Environmental Awareness Plays Key Role in One Company's New Facility

July 20th, 2009 by Editor

Green. Energy-efficient. Sustainable. It’s not uncommon these days to hear about companies manufacturing and selling products designed to be environmentally friendly. Some companies have even taken another step forward and are now operating out of facilities that, like the products they produce, are also green.Such is the case for Solar Innovations Inc., a custom manufacturer of a variety of products including commercial and residential folding, tilting and sliding glass doors, walls and windows, which moved into a new facility one month ago in Pine Grove, Pa., about 15 miles north of its previous location in Myerstown.

“The need for more space and a better facility layout drove the decision,” says Greg Header, president of Solar Innovations, TM.

Header says the facility’s layout will help increase efficiencies, and space has been planned for new product lines and the equipment necessary to support them. The new location also has an internal test lab, a better flow for job processes and an overall attention to environmental factors.

The new facility is more than 206,000 square feet-three times the size of the previous facility. But even beyond its size, the new operations are a result of more than two years of research, design and building efforts that would help create an environmentally conscious facility. In fact, Leadership in Energy and Environmental Design (LEED) standards were taken into consideration as part of the design process. Upon its initial review the new facility is expected to earn Gold Level LEED Certification, though the company hopes to achieve Platinum Level Certification in the upcoming months.

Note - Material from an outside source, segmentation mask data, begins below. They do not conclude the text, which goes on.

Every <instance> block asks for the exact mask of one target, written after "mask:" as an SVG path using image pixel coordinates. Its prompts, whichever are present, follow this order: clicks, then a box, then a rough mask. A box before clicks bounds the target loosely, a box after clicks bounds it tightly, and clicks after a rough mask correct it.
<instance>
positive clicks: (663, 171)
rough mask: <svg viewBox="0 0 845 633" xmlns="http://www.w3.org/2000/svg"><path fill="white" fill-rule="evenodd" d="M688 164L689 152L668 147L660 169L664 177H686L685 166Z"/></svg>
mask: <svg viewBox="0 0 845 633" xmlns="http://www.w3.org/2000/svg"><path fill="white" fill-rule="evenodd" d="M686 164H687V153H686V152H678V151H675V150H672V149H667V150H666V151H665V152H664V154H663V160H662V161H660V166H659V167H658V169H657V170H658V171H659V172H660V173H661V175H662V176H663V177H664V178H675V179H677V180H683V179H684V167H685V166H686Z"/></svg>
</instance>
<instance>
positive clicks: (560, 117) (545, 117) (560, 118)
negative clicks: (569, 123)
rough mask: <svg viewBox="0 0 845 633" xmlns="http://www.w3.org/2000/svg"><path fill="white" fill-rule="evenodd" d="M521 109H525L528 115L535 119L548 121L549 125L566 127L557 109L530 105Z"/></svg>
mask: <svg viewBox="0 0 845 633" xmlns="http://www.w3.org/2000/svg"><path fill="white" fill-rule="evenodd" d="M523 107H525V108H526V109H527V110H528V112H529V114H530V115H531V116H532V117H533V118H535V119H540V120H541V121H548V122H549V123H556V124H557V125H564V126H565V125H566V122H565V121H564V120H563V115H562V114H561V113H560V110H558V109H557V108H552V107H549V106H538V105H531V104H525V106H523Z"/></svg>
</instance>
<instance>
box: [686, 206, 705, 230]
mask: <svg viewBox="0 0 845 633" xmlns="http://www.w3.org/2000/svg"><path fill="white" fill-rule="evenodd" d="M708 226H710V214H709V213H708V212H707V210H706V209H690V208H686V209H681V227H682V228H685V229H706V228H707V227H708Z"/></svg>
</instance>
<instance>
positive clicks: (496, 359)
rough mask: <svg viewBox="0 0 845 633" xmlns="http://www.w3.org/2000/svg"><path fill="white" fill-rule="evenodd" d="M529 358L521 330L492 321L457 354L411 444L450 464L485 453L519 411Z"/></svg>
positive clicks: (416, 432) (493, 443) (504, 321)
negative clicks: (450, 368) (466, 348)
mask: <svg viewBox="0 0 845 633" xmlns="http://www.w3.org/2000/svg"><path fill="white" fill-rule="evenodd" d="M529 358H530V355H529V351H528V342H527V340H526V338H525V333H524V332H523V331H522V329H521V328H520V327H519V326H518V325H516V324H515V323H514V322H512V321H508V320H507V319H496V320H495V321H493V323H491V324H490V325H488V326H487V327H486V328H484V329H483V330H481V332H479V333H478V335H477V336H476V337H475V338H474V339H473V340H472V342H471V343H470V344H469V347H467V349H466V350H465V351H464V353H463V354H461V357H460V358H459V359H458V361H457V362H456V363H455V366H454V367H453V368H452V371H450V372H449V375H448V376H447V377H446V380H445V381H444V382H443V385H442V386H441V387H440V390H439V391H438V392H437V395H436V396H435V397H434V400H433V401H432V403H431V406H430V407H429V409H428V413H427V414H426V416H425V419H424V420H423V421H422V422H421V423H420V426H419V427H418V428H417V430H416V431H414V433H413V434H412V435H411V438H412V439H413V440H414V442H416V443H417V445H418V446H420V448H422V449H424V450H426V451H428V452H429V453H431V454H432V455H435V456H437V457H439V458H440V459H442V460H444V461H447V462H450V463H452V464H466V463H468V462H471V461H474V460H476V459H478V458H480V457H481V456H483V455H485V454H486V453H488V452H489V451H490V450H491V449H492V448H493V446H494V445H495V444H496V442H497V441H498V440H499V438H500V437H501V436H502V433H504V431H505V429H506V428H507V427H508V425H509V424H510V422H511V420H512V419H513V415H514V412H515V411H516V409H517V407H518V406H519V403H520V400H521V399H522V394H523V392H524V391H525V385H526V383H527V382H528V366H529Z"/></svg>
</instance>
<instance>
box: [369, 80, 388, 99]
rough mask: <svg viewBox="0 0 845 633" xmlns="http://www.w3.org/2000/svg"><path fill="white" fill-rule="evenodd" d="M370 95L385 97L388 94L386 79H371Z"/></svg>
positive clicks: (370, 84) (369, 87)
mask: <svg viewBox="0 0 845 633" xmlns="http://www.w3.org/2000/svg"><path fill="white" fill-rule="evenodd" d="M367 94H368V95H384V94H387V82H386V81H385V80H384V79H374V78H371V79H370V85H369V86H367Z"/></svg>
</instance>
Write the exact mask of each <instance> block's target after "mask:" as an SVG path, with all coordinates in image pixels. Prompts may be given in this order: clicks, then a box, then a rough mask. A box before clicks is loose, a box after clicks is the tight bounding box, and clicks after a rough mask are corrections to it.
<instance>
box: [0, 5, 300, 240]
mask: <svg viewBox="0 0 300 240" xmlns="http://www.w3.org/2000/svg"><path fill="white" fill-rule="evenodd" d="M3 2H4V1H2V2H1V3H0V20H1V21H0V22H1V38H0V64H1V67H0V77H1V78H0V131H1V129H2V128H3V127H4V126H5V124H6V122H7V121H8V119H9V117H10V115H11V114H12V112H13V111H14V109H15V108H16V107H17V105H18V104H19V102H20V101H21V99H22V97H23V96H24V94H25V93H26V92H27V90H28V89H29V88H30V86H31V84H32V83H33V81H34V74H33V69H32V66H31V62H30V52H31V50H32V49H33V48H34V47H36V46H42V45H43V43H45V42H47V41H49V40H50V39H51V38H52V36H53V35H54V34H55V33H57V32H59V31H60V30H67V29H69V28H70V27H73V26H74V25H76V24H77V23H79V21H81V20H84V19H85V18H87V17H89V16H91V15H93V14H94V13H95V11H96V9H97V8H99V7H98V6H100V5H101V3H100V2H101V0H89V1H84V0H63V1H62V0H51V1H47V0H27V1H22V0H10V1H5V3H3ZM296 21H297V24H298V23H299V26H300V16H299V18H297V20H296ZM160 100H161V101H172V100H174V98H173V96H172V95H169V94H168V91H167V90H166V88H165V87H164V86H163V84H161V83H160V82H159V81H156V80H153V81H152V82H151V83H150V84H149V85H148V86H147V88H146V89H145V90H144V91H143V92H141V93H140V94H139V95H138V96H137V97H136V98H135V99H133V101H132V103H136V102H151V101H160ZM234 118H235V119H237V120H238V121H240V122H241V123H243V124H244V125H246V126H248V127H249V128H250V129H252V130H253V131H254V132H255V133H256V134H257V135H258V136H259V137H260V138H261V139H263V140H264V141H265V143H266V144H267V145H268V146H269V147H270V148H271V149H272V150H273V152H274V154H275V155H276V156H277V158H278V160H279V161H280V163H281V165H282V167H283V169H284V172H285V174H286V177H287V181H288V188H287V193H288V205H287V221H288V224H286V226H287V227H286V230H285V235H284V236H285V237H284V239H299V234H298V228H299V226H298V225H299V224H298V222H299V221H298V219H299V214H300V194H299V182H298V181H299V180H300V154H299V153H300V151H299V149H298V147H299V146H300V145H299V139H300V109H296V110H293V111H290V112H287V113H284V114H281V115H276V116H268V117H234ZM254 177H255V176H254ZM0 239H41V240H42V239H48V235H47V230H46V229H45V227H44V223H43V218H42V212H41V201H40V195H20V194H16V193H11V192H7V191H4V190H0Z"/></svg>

Several LEED objectives were incorporated into the design of the new building. For example, the building was oriented to view the natural environment. Other features include a roof prepared for photovoltaic panels; preferred parking for energy-efficient and carpool vehicles; bike racks; refurbished furniture; a windmill to generate energy; a cistern to collect rain water; CFL light bulbs; a complete recycling program; and bio-retention basins to filter and treat storm water run-off.

And despite these challenging economic times, Header says the move was still an important one to make as it will help improve processes, efficiencies and drive down the costs. He explains that while everyone needs to be conscious of the economy and what is going on in the world, his company has grown consistently over the last eight years. He says that by moving now while things are a bit slower they can work on increasing market share and developing new product lines to help prepare for when the market does turn around.